On my recent Central Europe tour with Insight Vacations and an international group of journalists, we were lucky to have Insight’s CEO, John Boulding, along with us.
It might seem that having the CEO along would cramp our style, but that’s not the case with John. In fact, John was often the life of the party, and was as likely to close the pub as any of the several twenty-somethings who were along, then show up early the next morning ready to accompany the sightseeing.
John even helped lead a 10-mile bike trip through some hilly backroads of the Czech Republic, outpedaling a number of folks perhaps half his age.
John, who lives in the Channel Islands, personifies the Insight philosophy: open to new experiences and ways of doing things, sensitive to what customers like and want in a tour, and able to make people feel comfortable — including giving them plenty of extra legroom on the bus.
John is tall — quite tall. Which may partially explain why Insight buses have only 40 seats in them — compared to the usual tour bus allotment of 49 to 53. The company spent the money to remove all those extra seats, effectively doubling the legroom on board — and making other tall folks like me (though not as tall as John) very grateful indeed.

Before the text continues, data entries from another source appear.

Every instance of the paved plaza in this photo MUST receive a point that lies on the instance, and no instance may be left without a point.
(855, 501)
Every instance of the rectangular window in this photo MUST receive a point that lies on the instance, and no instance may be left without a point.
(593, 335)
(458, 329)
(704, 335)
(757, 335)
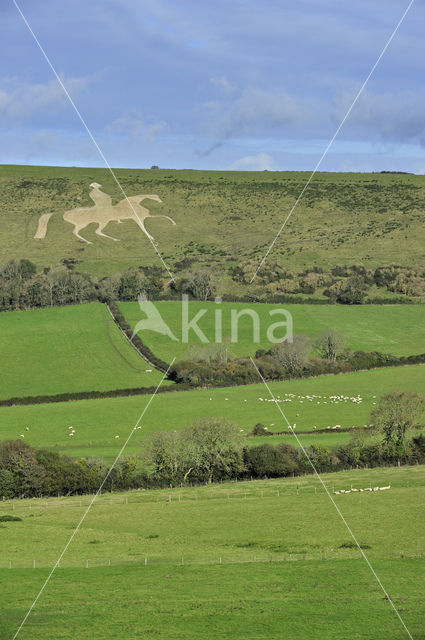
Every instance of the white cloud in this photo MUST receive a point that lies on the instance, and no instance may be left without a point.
(255, 109)
(133, 124)
(258, 162)
(391, 117)
(20, 100)
(223, 84)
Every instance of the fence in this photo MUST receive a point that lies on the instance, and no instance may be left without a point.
(149, 561)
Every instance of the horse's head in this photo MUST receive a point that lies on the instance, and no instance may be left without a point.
(151, 196)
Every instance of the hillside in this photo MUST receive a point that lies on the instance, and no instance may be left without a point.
(222, 218)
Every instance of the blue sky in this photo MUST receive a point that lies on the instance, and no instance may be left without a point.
(222, 84)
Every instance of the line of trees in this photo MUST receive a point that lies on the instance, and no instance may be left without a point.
(214, 365)
(343, 284)
(212, 450)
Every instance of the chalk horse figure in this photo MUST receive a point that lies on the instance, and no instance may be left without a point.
(103, 212)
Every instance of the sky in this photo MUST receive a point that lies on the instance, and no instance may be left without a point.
(218, 84)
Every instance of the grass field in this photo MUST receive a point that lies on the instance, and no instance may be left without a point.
(399, 330)
(97, 422)
(296, 577)
(66, 349)
(221, 218)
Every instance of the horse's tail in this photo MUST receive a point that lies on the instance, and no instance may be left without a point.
(42, 226)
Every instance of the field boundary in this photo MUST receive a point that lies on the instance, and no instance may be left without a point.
(175, 387)
(141, 348)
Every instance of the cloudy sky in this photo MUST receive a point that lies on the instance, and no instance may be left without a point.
(218, 84)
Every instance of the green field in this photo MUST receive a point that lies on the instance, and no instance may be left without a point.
(67, 349)
(97, 422)
(221, 218)
(399, 330)
(255, 560)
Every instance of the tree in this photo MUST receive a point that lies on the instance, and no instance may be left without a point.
(216, 448)
(209, 449)
(353, 291)
(200, 286)
(397, 412)
(292, 354)
(330, 344)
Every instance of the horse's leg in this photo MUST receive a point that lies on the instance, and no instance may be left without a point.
(77, 228)
(141, 224)
(101, 226)
(164, 216)
(161, 215)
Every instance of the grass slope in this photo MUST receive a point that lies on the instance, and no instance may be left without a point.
(302, 584)
(221, 217)
(97, 422)
(66, 349)
(393, 329)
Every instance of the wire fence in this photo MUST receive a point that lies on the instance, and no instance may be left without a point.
(188, 495)
(151, 560)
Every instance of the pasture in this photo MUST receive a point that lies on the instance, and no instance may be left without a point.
(204, 558)
(323, 402)
(396, 329)
(67, 349)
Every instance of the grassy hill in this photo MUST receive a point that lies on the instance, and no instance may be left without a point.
(97, 422)
(287, 568)
(65, 349)
(399, 330)
(221, 218)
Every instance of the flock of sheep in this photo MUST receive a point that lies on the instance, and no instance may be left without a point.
(353, 490)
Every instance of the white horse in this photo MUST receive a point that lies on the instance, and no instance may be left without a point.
(103, 212)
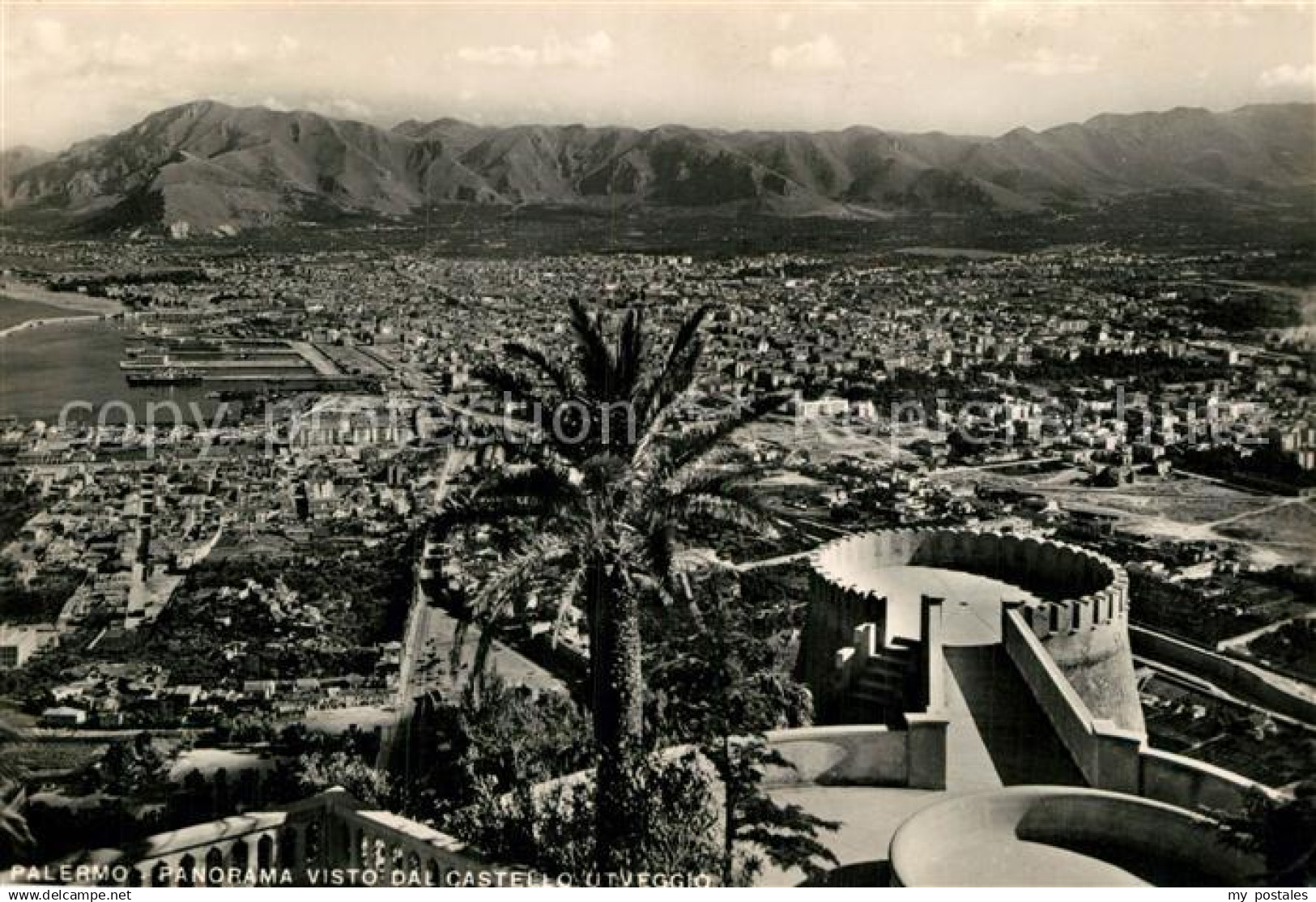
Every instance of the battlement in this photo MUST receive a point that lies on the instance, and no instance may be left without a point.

Along with all that extra legroom, here are some of the other guiding tenets behind Insight Vacations:
* Insight is not sold on price. “We feel we’re sold at the right price, not the lowest,” as Boulding puts it. “We don’t scrimp. The product is better, so it costs more. And we deliver a consistent product.” Insight aims to fill a “premium” niche — above first class and en route to luxury, but at a bit lower cost than the latter.
* Hotels are centrally located. “It would be cheaper to stay outside cities but we don’t do that,” Boulding says. “If you’re staying in the right location, you can offer guests more free time. You aren’t stuck; you have options as to whether to join a sightseeing tour or not. You get the experience of being in the destination city or town at night. And you don’t waste time in traffic, driving in and out.”
* “Signature” experiences are included. Sometimes it’s a particularly interesting local hotel, such as the Medieval-themed Hotel Ruze where we stayed in the town of Cesky Krumlov in the Czech Republic.
Sometimes it’s a special activity, such as the private opera and orchestra performance we were treated to in Vienna. Or sometimes it’s an intriguing restaurant, such as the Peklo (“Hell”) in Prague, which is located in a cave-like wine cellar.
* Tour directors and guides are topnotch. Our tour director, Neira Milkovich, from Croatia, has been leading Central Europe tours for decades, and knows her way around, to say the least. She joked about her penchant for “not shutting up,” but her many insights into local culture, history and politics gave us all an insider’s perspective on the cities and regions we visited.
Our local guides were personable, well-informed, and spoke excellent English. I especially liked the Insight touch of giving everyone boxes with earphones tuned into the guides’ microphones so that you could hear them from many yards away and wander behind at your own pace, if you liked.
Baby boomers are Insight’s core target market, representing more than half their business globally. A bit over 25 percent are older than boomers and the rest are younger.
Insight’s presence is especially strong in Europe — all countries but Kosovo, which they’re adding soon — but they also run tours in the U.S. and Canada and are expanding rapidly into the Indian subcontinent.
And what do their guests want most?
“The number one priority is the destination,” Boulding says. “Next is comfort. The third is, they don’t want to be nickel and dimed to death.”
They also like the fact that Insight tours allow them to skip the lines at the Eiffel Tower in Paris or the Uffizi Galley in Florence. “It’s all about making the best use of your time,” Boulding says.
And, of course, being able to stretch out your legs on the bus. Those are the kinds of things that make me want to return.